Aspetto importante per gli scambi internazionali: l’ESPR non riguarderà solo i prodotti europei. I prodotti provenienti da paesi terzi che entreranno nel mercato dell’Unione Europea dovranno essere conformi all’ESPR e agli atti delegati adottati dalla Commissione europea, siano essi importati come prodotti, come componenti o come prodotti intermedi. E gli importatori (europei) dovranno assicurarsi che i prodotti da essi immessi sul mercato siano conformi a tali prescrizioni e che la marcatura CE e la documentazione redatta dai fabbricanti siano a disposizione delle autorità competenti a fini di ispezione.

A differenza di altri Regolamenti, l’ESPR non introduce un sistema sanzionatorio comune a livello UE. Saranno gli Stati membri a stabilire le sanzioni da applicare alle varie categorie (produttori, importatori, distributori, rivenditori, riparatori, riciclatori, professionisti della manutenzione) in caso di violazione dell’ESPR e ad adottare tutte le misure necessarie per assicurarne l’applicazione. Come sempre, le sanzioni dovranno essere efficaci, proporzionate e dissuasive, e dovranno essere comminate tenendo conto del grado di non conformità e del numero di unità di prodotti non conformi immessi sul mercato dell’Unione.
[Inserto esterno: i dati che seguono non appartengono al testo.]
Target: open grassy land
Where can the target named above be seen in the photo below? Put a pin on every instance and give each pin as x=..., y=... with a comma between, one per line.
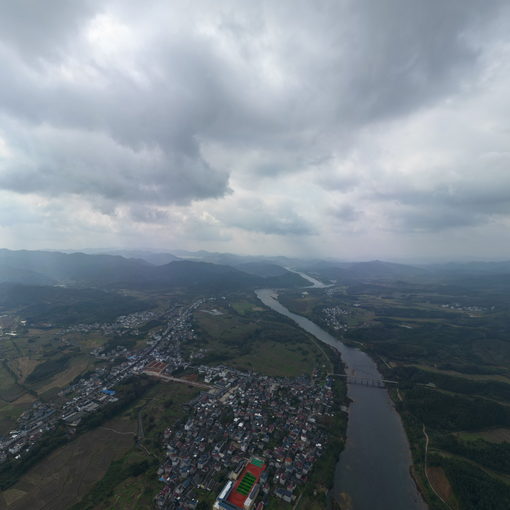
x=131, y=482
x=104, y=467
x=239, y=332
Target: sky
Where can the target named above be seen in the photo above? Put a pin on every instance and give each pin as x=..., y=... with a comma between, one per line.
x=347, y=129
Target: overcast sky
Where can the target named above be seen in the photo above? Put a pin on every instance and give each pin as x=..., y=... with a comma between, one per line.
x=351, y=129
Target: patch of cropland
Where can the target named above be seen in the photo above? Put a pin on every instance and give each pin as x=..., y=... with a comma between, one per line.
x=104, y=467
x=115, y=271
x=236, y=331
x=446, y=340
x=64, y=306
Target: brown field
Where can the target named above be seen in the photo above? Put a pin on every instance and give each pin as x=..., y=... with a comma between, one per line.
x=473, y=377
x=23, y=366
x=440, y=483
x=78, y=366
x=491, y=435
x=66, y=475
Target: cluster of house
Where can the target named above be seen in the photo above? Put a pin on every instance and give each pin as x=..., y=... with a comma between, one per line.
x=336, y=317
x=250, y=415
x=123, y=322
x=91, y=393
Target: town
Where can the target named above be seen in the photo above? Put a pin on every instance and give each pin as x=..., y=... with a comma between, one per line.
x=249, y=415
x=238, y=416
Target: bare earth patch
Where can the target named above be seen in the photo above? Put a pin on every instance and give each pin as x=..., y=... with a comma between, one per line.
x=440, y=483
x=67, y=474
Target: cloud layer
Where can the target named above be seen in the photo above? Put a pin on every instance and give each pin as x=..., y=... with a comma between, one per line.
x=339, y=128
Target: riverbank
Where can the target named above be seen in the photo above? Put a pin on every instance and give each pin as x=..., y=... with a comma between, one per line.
x=375, y=435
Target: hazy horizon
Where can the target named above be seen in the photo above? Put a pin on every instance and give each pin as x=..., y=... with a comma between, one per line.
x=338, y=129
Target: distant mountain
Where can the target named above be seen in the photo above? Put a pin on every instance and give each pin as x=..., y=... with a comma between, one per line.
x=43, y=268
x=372, y=270
x=473, y=268
x=263, y=269
x=231, y=259
x=155, y=258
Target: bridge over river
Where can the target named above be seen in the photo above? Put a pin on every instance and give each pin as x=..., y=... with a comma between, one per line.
x=365, y=381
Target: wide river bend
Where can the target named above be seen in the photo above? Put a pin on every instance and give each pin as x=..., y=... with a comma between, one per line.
x=373, y=470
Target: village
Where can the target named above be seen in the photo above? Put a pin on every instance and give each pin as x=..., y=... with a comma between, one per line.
x=237, y=415
x=275, y=419
x=93, y=392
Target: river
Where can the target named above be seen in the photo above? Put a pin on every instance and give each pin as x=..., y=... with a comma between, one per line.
x=373, y=470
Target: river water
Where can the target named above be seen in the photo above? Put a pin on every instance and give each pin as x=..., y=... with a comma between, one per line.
x=373, y=470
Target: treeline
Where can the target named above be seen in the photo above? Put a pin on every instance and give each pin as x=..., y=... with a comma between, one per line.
x=128, y=392
x=491, y=455
x=410, y=376
x=453, y=412
x=117, y=473
x=473, y=488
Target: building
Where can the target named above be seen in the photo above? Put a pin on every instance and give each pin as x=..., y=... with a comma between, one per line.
x=241, y=494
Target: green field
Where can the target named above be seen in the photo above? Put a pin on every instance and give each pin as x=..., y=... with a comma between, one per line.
x=103, y=465
x=248, y=337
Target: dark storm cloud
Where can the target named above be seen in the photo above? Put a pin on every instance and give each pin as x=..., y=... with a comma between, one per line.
x=146, y=106
x=37, y=29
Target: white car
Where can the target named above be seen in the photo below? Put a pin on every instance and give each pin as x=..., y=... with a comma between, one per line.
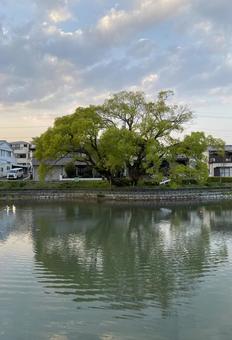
x=15, y=173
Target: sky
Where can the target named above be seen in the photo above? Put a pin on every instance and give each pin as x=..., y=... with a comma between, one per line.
x=56, y=55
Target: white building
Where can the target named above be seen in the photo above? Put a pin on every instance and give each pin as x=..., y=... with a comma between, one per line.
x=220, y=165
x=22, y=153
x=7, y=158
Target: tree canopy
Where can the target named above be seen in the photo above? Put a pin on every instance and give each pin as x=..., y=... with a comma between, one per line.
x=127, y=135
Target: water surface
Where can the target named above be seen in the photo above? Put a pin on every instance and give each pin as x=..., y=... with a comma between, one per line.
x=108, y=271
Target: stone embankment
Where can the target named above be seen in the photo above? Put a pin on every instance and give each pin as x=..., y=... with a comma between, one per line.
x=119, y=194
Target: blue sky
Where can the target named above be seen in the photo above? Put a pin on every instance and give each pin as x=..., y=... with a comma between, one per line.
x=56, y=55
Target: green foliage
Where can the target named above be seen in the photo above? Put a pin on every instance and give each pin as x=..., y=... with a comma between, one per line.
x=129, y=135
x=70, y=170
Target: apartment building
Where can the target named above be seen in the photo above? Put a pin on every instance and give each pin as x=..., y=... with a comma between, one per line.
x=7, y=158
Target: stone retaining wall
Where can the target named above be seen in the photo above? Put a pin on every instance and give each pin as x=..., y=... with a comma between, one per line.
x=118, y=195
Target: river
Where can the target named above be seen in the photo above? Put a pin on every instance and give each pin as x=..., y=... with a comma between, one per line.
x=91, y=271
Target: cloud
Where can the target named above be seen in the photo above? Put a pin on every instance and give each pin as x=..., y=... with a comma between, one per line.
x=118, y=24
x=59, y=15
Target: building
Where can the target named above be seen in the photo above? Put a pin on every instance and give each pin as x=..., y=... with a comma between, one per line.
x=7, y=158
x=57, y=169
x=22, y=154
x=220, y=165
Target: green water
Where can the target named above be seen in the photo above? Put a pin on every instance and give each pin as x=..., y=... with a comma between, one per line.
x=111, y=271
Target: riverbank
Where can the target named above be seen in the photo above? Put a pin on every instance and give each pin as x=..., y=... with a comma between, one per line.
x=120, y=194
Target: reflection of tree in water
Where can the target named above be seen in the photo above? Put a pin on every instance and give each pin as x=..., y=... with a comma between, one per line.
x=129, y=257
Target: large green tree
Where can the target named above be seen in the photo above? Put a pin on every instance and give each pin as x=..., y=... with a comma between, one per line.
x=127, y=134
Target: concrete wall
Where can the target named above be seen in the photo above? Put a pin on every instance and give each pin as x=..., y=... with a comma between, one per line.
x=146, y=195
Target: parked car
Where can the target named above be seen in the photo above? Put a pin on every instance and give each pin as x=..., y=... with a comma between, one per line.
x=15, y=173
x=164, y=181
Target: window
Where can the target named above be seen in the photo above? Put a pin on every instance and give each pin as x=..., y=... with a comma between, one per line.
x=225, y=172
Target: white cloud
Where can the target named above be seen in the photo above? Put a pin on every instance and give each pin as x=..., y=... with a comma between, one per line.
x=119, y=23
x=59, y=15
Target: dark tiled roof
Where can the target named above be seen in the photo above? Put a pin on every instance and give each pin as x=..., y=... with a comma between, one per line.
x=60, y=162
In base alla proposta, la Commissione europea avrà il potere di stabilire, mediante appositi atti delegati: specifiche di progettazione ecocompatibile, prescrizioni relative alle procedure di valutazione della conformità e alla misurazione del consumo di energia o delle prestazioni rispetto ad altri parametri, obblighi per i fabbricanti, per i mandatari o per gli importatori affinché forniscano informazioni alla Commissione europea o alle autorità di vigilanza del mercato e prescrizioni relative all’uso di strumenti online per calcolare le prestazioni dei prodotti, alle disposizioni alternative in materia di dichiarazione di conformità o marchi e, infine, agli incentivi degli Stati membri e ai criteri in materia di appalti pubblici. In questi atti, la Commissione europea dovrà rafforzare gli aspetti della circolarità nella valutazione dei prodotti e nella definizione delle specifiche di progettazione ecocompatibile (come la durabilità, la riparabilità – compreso un sistema di punteggio della stessa – l’individuazione delle sostanze chimiche che ostacolano il riutilizzo e il riciclaggio).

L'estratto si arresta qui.